The security-conscious will no doubt be alarmed at this point.  "Wait," you might say, "how do we ensure that an attacker can't get to all of that information."  Though there's no such thing as a fool-proof application, of course, Erlang [unintentionally] mitigates much of this risk for you.  Since it's a compiled language, with even a modicum of care you don't have to worry about code injection into the backend.  What's more, due to its functional paradigm there isn't really any "global namespace," so, short of major bugs in the Erlang runtime (which has had nearly thirty years to stabilize), each particular function in your application only has access to the data that you give it at compile-time.

As if all of that is not enough to like, Cowboy is fast.  I'm talking 'cheetah after ten cups of coffee' fast, here.  The usage of a compiled language (particularly if you use BEAM's native code compilation), plus the tight integration between web application and server, leads to some awe-inspiring response times.

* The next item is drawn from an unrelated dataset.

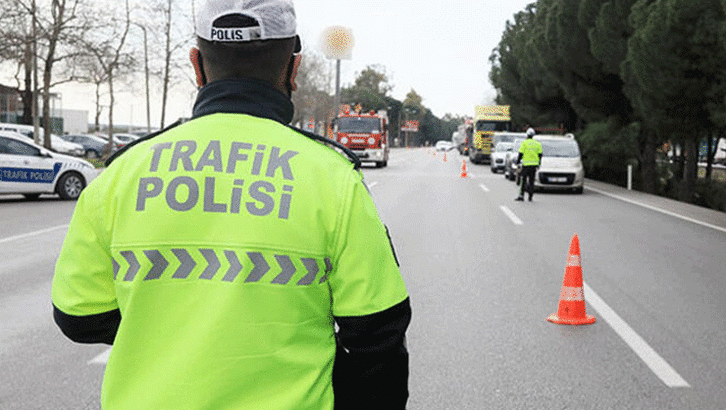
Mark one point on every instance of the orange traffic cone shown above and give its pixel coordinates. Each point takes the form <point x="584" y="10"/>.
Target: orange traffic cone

Now, lest I start to sound like a used car salesman, there is a downside of all of this awe-inspiring 21st-century goodness: for those of us used to more traditional web servers, the learning curve here is steep.  It's not just the fact that you pretty much have to learn at least a small amount of Erlang, either.  Imagine, for example, if you had to actually re-compile your Apache httpd.conf after making a configuration change!  Now, rebuilding Cowboy's listener for your application takes less than a second on even a rather low-horsepower system, but it's just something that the uninitiated would never even think to do.  There are plenty of other "gotchas" along those lines.  The biggest challenge of using Cowboy is then, in my own opinion, the hours of repeated head-desking and hair-pulling required to learn how to use the tool.  Once you've figured it out, you're walking on sunshine, of course, but the road to get there is dark and terrifying... and that, too, fits right in with the Erlang ecosystem.